On May 31, 1862, Smith was wounded and captured at the Battle of Fair Oaks on May 31, 1862. The Confederates held him as a prisoner of war, first at Libby Prison for a week and then for three months at a prison camp in Salisbury, North Carolina. He was paroled on September 10, 1862. He found that he had become the commanding officer of his regiment, both his superior officers having been killed during the Peninsula campaign. Promoted to lieutenant colonel on June 1, 1862, and colonel on March 21, 1864, Smith commanded the 61st Regiment for the remainder of his wartime service. This regiment was engaged in most of the battles fought by the Army of the Potomac, including the Battle of Gettysburg in July 1863, where the regiment repulsed repeated Confederate assaults. Smith received a temporary discharge for disability on April 23, 1863, due to typhoid fever and/or dysentery, returning to his regiment on May 4. Smith distinguished himself in the storming of Marye's Heights during the Second Battle of Fredericksburg in May 1863.

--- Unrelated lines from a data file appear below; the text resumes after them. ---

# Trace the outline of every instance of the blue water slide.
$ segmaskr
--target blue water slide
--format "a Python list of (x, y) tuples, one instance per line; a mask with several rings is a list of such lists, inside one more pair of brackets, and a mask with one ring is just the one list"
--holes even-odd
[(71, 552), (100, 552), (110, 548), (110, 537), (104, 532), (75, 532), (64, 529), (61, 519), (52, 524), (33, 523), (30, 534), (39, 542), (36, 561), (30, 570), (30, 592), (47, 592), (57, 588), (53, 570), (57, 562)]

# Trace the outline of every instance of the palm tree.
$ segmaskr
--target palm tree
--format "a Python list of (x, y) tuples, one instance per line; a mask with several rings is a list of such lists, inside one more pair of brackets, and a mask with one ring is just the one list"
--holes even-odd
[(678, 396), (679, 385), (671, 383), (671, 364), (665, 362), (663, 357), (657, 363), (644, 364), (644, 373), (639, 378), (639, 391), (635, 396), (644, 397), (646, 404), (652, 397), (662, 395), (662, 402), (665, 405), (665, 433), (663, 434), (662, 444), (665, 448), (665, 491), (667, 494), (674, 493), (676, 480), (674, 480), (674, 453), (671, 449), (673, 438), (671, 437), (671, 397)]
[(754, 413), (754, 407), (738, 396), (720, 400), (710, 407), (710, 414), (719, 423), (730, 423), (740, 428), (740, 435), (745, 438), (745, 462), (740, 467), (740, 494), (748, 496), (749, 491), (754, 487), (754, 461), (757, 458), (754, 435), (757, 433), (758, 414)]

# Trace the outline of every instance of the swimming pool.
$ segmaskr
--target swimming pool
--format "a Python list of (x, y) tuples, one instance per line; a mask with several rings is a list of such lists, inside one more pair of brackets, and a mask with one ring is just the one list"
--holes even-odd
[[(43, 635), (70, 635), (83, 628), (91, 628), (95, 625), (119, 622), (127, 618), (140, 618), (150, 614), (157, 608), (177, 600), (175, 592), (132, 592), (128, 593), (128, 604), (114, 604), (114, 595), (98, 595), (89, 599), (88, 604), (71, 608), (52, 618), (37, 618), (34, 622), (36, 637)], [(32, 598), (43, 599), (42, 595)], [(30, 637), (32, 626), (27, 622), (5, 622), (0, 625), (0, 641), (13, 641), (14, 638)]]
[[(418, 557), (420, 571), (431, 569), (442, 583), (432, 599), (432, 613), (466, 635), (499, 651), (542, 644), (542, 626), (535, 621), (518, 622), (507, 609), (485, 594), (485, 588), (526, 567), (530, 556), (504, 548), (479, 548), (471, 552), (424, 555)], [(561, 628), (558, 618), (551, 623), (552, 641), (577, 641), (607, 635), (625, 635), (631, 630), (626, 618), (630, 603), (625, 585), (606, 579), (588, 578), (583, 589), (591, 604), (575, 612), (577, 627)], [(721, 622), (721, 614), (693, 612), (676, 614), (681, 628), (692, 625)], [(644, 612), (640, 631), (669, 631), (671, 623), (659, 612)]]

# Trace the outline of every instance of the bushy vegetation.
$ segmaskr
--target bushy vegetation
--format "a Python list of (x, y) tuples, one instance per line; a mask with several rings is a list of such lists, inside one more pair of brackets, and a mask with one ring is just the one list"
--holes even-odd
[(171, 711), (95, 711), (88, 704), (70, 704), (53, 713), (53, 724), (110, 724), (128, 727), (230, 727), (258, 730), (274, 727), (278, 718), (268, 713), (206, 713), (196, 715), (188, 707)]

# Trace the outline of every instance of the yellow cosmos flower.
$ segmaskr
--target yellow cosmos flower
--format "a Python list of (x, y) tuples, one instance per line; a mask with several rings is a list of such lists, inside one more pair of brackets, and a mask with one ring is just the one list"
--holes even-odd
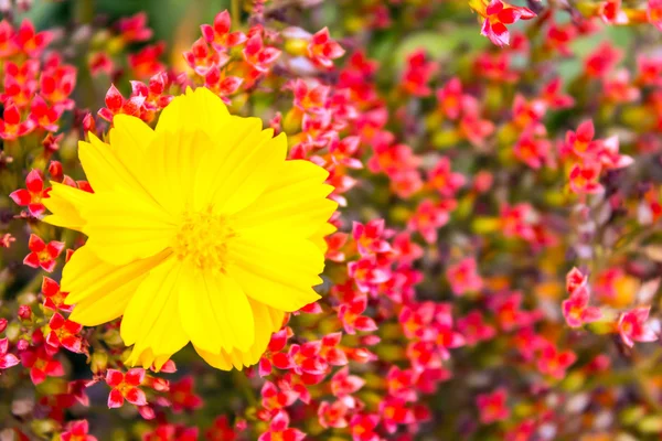
[(88, 236), (64, 267), (71, 319), (124, 315), (131, 365), (160, 366), (189, 342), (212, 366), (259, 361), (284, 313), (316, 301), (335, 203), (327, 171), (286, 161), (284, 135), (186, 90), (152, 130), (114, 118), (78, 157), (94, 194), (53, 184), (44, 220)]

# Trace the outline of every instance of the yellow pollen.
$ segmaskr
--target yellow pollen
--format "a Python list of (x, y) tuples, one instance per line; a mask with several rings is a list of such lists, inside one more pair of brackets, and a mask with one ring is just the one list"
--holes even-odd
[(235, 237), (226, 218), (204, 212), (185, 212), (172, 247), (179, 260), (188, 260), (204, 270), (223, 271), (227, 263), (227, 243)]

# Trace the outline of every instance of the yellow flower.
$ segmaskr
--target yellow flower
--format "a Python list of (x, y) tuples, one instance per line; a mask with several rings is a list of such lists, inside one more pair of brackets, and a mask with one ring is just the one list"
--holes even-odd
[(192, 342), (212, 366), (259, 361), (284, 313), (316, 301), (335, 203), (327, 171), (286, 161), (284, 135), (231, 116), (205, 88), (186, 90), (152, 130), (114, 118), (78, 157), (94, 194), (53, 184), (53, 225), (83, 232), (62, 290), (71, 319), (124, 315), (129, 359), (157, 368)]

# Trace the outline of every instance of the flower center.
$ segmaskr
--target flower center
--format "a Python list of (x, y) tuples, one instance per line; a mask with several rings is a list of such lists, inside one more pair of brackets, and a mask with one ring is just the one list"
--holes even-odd
[(223, 271), (227, 262), (227, 243), (235, 237), (226, 218), (209, 207), (204, 212), (185, 212), (172, 247), (179, 260), (188, 260), (200, 269)]

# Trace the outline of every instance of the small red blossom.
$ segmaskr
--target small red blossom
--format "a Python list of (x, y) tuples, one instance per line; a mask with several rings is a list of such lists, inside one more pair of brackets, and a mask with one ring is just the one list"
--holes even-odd
[(425, 97), (431, 94), (428, 83), (437, 72), (437, 64), (428, 61), (425, 51), (414, 51), (407, 57), (407, 65), (403, 74), (401, 87), (407, 94)]
[(45, 346), (29, 348), (21, 353), (21, 363), (30, 369), (30, 379), (35, 385), (43, 383), (46, 377), (62, 377), (64, 368), (53, 358)]
[(147, 14), (145, 12), (120, 19), (117, 28), (125, 43), (143, 42), (152, 37), (152, 31), (147, 26)]
[(270, 66), (280, 56), (280, 51), (276, 47), (265, 45), (263, 36), (255, 33), (246, 42), (242, 51), (244, 60), (259, 73), (266, 73)]
[(658, 340), (658, 335), (647, 323), (649, 312), (650, 306), (640, 306), (621, 313), (617, 330), (626, 345), (632, 347), (634, 342), (654, 342)]
[(229, 32), (231, 25), (229, 12), (225, 10), (216, 14), (213, 25), (203, 24), (200, 29), (206, 42), (211, 43), (216, 51), (225, 51), (247, 40), (246, 34), (241, 31)]
[(15, 46), (32, 57), (39, 56), (52, 40), (53, 34), (49, 31), (35, 32), (30, 20), (23, 20), (13, 36)]
[(556, 379), (566, 375), (566, 369), (577, 361), (577, 355), (572, 351), (558, 351), (547, 342), (538, 355), (537, 368), (541, 373)]
[(510, 43), (510, 33), (506, 24), (513, 24), (519, 20), (531, 20), (536, 17), (528, 8), (514, 7), (502, 0), (492, 0), (484, 10), (483, 8), (478, 9), (478, 12), (484, 18), (481, 34), (490, 39), (498, 46), (504, 46)]
[(456, 295), (462, 295), (467, 292), (478, 292), (483, 286), (473, 257), (467, 257), (449, 267), (446, 271), (446, 277), (450, 283), (452, 293)]
[(21, 121), (21, 112), (17, 105), (8, 100), (4, 103), (4, 111), (0, 118), (0, 138), (13, 141), (34, 130), (35, 123), (32, 119)]
[(129, 54), (129, 67), (131, 67), (136, 78), (146, 79), (166, 71), (166, 66), (159, 61), (164, 51), (166, 43), (159, 42), (145, 46), (135, 54)]
[(444, 115), (456, 120), (462, 110), (462, 83), (460, 78), (452, 77), (437, 90), (437, 101)]
[(19, 358), (9, 353), (9, 340), (0, 338), (0, 369), (9, 369), (19, 363)]
[(448, 211), (442, 205), (425, 200), (409, 218), (408, 227), (418, 232), (428, 244), (434, 244), (437, 241), (437, 230), (449, 219)]
[(32, 268), (41, 267), (47, 272), (53, 272), (56, 259), (64, 249), (64, 243), (52, 240), (46, 244), (38, 235), (31, 234), (28, 247), (31, 252), (25, 256), (23, 263)]
[(489, 424), (495, 421), (502, 421), (510, 417), (510, 409), (506, 406), (508, 391), (505, 388), (499, 388), (491, 394), (481, 394), (476, 398), (476, 405), (480, 411), (480, 422)]
[(496, 335), (494, 326), (487, 324), (479, 311), (471, 311), (466, 316), (458, 319), (458, 331), (468, 345), (491, 340)]
[(62, 441), (97, 441), (96, 437), (89, 434), (87, 420), (72, 421), (61, 438)]
[(62, 65), (57, 57), (53, 57), (41, 74), (40, 94), (51, 105), (57, 105), (62, 109), (71, 110), (74, 107), (74, 101), (70, 98), (70, 95), (74, 92), (75, 85), (75, 67)]
[(0, 247), (9, 248), (11, 247), (11, 244), (13, 244), (15, 240), (17, 238), (13, 237), (10, 233), (4, 233), (2, 236), (0, 236)]
[(649, 0), (645, 12), (649, 22), (662, 31), (662, 0)]
[(41, 127), (46, 131), (57, 131), (57, 120), (62, 114), (62, 109), (55, 106), (49, 107), (46, 101), (41, 96), (35, 96), (30, 106), (30, 119), (34, 127)]
[(602, 313), (599, 308), (589, 306), (589, 291), (586, 284), (577, 288), (570, 297), (563, 301), (563, 316), (570, 327), (580, 327), (585, 323), (600, 320)]
[(598, 6), (598, 14), (605, 23), (627, 24), (629, 19), (626, 11), (621, 9), (621, 0), (606, 0)]
[(577, 194), (596, 194), (602, 191), (599, 164), (575, 164), (570, 170), (570, 190)]
[(193, 391), (193, 377), (191, 376), (171, 383), (168, 396), (174, 412), (195, 410), (202, 406), (202, 398)]
[(365, 225), (355, 222), (352, 225), (352, 237), (356, 241), (359, 252), (362, 256), (389, 251), (391, 245), (383, 236), (384, 219), (374, 219)]
[(442, 157), (428, 173), (428, 182), (444, 197), (453, 197), (467, 180), (461, 173), (456, 173), (450, 169), (450, 160)]
[(359, 413), (350, 420), (350, 433), (353, 441), (378, 441), (381, 438), (375, 432), (380, 417), (374, 413)]
[(60, 313), (53, 314), (49, 322), (50, 331), (46, 334), (46, 344), (53, 349), (60, 346), (66, 347), (71, 352), (83, 352), (83, 337), (81, 331), (83, 325), (64, 319)]
[(285, 410), (276, 413), (269, 423), (269, 430), (257, 439), (258, 441), (301, 441), (306, 433), (289, 427), (289, 416)]
[(350, 375), (350, 368), (345, 366), (331, 378), (331, 392), (337, 398), (345, 398), (364, 385), (365, 380), (356, 375)]
[(344, 49), (331, 39), (327, 28), (318, 31), (308, 44), (308, 57), (318, 66), (333, 67), (333, 60), (344, 55)]
[(139, 386), (145, 379), (145, 369), (132, 368), (126, 374), (116, 369), (108, 369), (106, 373), (106, 384), (111, 390), (108, 395), (108, 407), (121, 407), (125, 399), (136, 406), (146, 406), (147, 397)]
[(42, 200), (49, 197), (51, 187), (44, 189), (44, 180), (39, 170), (32, 170), (25, 178), (25, 189), (12, 192), (9, 197), (20, 206), (26, 206), (34, 217), (41, 216), (46, 207)]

Smith was twice wounded, including a serious injury to the lower leg, while attacking Confederate positions at the so-called Bloody Angle during the Battle of Spotsylvania Court House on May 12, 1864. He was sent home to recuperate and mustered out on September 7, 1864, at the termination of his three-year enlistment. He was recommissioned as colonel of the same regiment on September 29, 1864, and was honorably discharged by special order on April 20, 1865, near the war's end.

Smith received praise from his commanding officers. General Albion P. Howe, commander of Smith's division, commented that "he showed himself at all times an efficient, gallant, and competent officer," while corps commander General John Sedgwick observed that "he has performed his duty with zeal and ability."

== Later life ==
After completing his military service, Smith joined his father in the practice of law from 1865 until his death. Elected Chester County District Attorney, he served from 1869 to 1872. He was elected to the Pennsylvania House of Representatives as a Republican for the 1875 and 1876 terms but opted not run for reelection for 1877. Also in 1877, Governor John F. Hartranft appointed him to the governor's staff as judge advocate general of the Pennsylvania National Guard, with the rank of brigadier general. Since 1875, Smith had served as an aide to the governor, with the rank of colonel. Hartranft also appointed him to serve on a commission to select a site to build an insane asylum for Chester, Bucks, Delaware, and Montgomery counties. Smith was elected to the Military Order of the Loyal Legion of the United States on February 6, 1867.

Smith married Anne E. Hickman, daughter of Wellington Hickman and Jane Osborne Hickman, on September 25, 1867. The couple had one son and one daughter. Smith died on October 18, 1877, in West Chester after a "short but painful illness". His remains were interred at Oaklands Cemetery in West Goshen Township.